9.1.4 Character references Draft document sayeth: "An ambiguous ampersand is a U+0026 AMPERSAND character (&) that is followed by some text other than a space character, a U+003C LESS-THAN SIGN character (<), or another U+0026 AMPERSAND character (&)." probably should insert 2nd line as follows An ambiguous ampersand is a U+0026 AMPERSAND character (&) that is not a valid character reference, and
EDITOR'S RESPONSE: This is an Editor's Response to your comment. If you are satisfied with this response, please change the state of this bug to CLOSED. If you have additional information and would like the editor to reconsider, please reopen this bug. If you would like to escalate the issue to the full HTML Working Group, please add the TrackerRequest keyword to this bug, and suggest title and text for the tracker issue; or you may create a tracker issue yourself, if you are able to do so. For more details, see this document: http://dev.w3.org/html5/decision-policy/decision-policy.html Status: Rejected Change Description: no spec change Rationale: An ambiguous ampersand is text. A character reference is not text. Therefore an ambiguous ampersand can never be a character reference.

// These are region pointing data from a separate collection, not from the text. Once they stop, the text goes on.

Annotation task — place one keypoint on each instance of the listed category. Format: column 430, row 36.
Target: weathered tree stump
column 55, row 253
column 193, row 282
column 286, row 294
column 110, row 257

wellll, i guess if you strictly parse the linked definition of <a href="#syntax-text" title="syntax-text">text</a>, then the complete character reference only comprises a single <a href="#syntax-text" title="syntax-text">text</a> character. nevertheless the individual characters that follow that initial ampersand within a character reference would otherwise be considered plain text if they weren't in that context. due to overloaded terminology, this logic can get convoluted and doesn't seem immediately obvious to a reader trying to understand the definition. re-reading the definition for ambiguous ampersand still seems to me to include the characters making up character reference. inserting the phrase "that is not a valid character reference" explictly disambiguates such a possible misperception and reinforces the sense of the definition. thus i again suggest inserting that phrase.
EDITOR'S RESPONSE: This is an Editor's Response to your comment. If you are satisfied with this response, please change the state of this bug to CLOSED. If you have additional information and would like the editor to reconsider, please reopen this bug. If you would like to escalate the issue to the full HTML Working Group, please add the TrackerRequest keyword to this bug, and suggest title and text for the tracker issue; or you may create a tracker issue yourself, if you are able to do so. For more details, see this document: http://dev.w3.org/html5/decision-policy/decision-policy.html Status: Did Not Understand Request Change Description: no spec change Rationale: I am completely at a loss as to what comment 2 is trying to say. The concept of ambiguous ampersands is used to restrict what values "text" can have. Its purpose is to make it non-conforming to have an ampersand followed by something that would, when parsed, be confused for a character reference. As such, the only characters that are allowed after & are space characters, "<" characters, and other "&" characters. All other characters, including all the characters that would form a character reference, are not allowed, and thus a & followed by any such character (e.g. "a" or "#") is am ambiguous ampersand. If we were to _exclude_ characters that formed character references, then this would completely fail to achieve the stated goal. If "&" followed by "gt;" was _not_ an ambiguous ampersand, then there'd be no way to distinguish the text consisting of the four characters "&", "g", "t", ";" from a single character reference ">", and yet both would be legal. This is why ambiguous ampersands are defined as they are.